The case was filed August 12 after state health department-supervised laboratory tests showed excessive amounts of pesticide in Coca-Cola product samples, Karnataka Health Minister R. Ashok said.
“The government will not hesitate to initiate action, be it against a multinational company or an Indian firm,” Ashok told reporters in Bangalore, India’s high-tech hub.
The case was the first to be filed by a state government against Coke since a New Delhi-based environmental group said earlier this month that tests of products made by Coca-Cola and PepsiCo showed high pesticide levels.
The minister did not say whether PepsiCo products were also tested at the private laboratory in the state capital of Bangalore. He also gave no details of the tests.
According to legal documents, the tests found that the Coke products contained a pesticide called malathion beyond permissible limits.
Exposure to high amounts of malathion can cause difficulties with breathing, chest tightness, vomiting, cramps, diarrhea and other symptoms, doctors say.
“We filed a case under the provisions of the Prevention of Food Adulteration Act,” Ashok said. The law provides for prison sentences of up to five years for anybody responsible for violating the act.
The Centre for Science and Environment sparked national uproar and drew international headlines with a study it released early this month alleging high levels of toxic chemicals in 57 drink products taken from 25 different Indian Coca-Cola and PepsiCo plants.

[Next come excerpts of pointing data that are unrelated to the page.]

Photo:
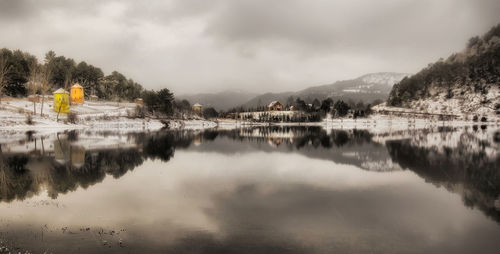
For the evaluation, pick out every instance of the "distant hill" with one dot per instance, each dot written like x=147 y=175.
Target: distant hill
x=466 y=83
x=220 y=101
x=367 y=88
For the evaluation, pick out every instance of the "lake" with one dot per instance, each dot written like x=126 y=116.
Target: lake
x=252 y=190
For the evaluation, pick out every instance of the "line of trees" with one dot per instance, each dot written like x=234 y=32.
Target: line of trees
x=312 y=112
x=22 y=74
x=474 y=68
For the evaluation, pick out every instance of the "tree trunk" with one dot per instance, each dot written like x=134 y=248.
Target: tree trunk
x=58 y=111
x=41 y=109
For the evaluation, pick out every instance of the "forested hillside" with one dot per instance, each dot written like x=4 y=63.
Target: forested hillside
x=22 y=73
x=466 y=82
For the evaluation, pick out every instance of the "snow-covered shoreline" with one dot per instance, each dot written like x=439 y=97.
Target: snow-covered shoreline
x=118 y=118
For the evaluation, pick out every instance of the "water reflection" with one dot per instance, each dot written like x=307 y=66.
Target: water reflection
x=268 y=189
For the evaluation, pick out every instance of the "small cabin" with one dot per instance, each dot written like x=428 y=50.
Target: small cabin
x=139 y=101
x=61 y=101
x=197 y=107
x=34 y=98
x=275 y=106
x=76 y=94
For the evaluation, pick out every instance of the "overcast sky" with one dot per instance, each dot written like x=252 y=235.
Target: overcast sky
x=253 y=45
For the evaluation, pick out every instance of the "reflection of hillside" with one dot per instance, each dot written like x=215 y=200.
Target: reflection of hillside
x=353 y=147
x=463 y=161
x=66 y=165
x=468 y=166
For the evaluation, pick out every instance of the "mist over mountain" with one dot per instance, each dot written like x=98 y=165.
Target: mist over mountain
x=367 y=88
x=465 y=83
x=219 y=101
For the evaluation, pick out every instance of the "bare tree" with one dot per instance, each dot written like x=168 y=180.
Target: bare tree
x=34 y=81
x=46 y=84
x=5 y=68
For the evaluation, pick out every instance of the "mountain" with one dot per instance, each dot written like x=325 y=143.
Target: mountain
x=367 y=88
x=220 y=101
x=466 y=83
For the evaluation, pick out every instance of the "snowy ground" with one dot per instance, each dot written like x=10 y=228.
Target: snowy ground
x=94 y=115
x=116 y=117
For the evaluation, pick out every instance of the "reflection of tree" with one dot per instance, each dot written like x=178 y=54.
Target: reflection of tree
x=71 y=166
x=469 y=172
x=15 y=180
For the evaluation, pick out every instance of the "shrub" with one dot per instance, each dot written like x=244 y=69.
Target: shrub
x=72 y=117
x=29 y=119
x=140 y=111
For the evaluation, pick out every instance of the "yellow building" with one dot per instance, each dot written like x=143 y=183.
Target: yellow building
x=197 y=107
x=61 y=101
x=76 y=94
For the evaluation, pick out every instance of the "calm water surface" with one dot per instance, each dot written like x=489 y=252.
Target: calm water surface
x=256 y=190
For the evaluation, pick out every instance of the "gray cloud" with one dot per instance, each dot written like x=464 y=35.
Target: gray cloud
x=256 y=45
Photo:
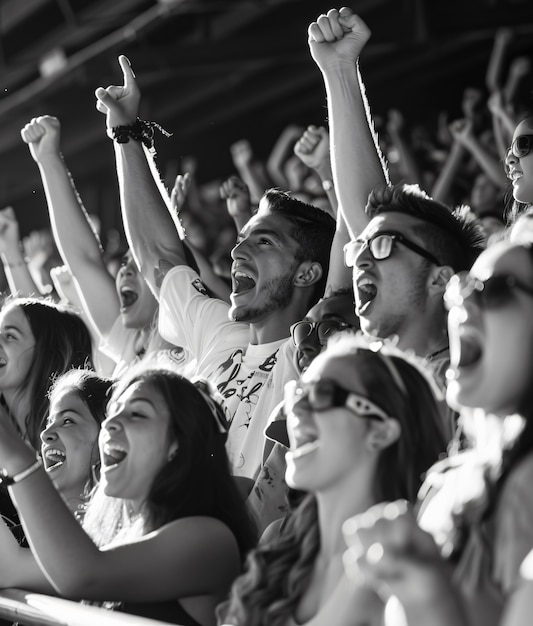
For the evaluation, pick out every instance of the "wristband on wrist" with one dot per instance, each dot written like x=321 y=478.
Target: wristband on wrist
x=139 y=131
x=7 y=480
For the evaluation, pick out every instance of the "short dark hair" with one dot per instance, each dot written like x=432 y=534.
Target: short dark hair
x=311 y=228
x=454 y=236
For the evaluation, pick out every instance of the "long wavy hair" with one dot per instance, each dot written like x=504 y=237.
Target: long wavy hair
x=62 y=342
x=278 y=572
x=196 y=481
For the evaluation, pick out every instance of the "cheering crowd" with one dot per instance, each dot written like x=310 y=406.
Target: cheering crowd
x=328 y=427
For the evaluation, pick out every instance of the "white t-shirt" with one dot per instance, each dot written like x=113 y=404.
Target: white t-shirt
x=243 y=373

The report prompted southern Kerala state to ban Coke and Pepsi drinks while five other states, including Karnataka, barred them from schools and government offices.
The report was a follow-up to the group’s findings three years ago that the companies’ soft drinks contained high pesticide levels.
Coca-Cola and PepsiCo have maintained their drinks are safe.
“We’re completely confident in the safety of our soft drinks in India because they are produced to the same level of purity regarding pesticides as the stringent EU (European Union) criteria for bottled water,” Coca-Cola spokeswoman Kari Bjorhus said.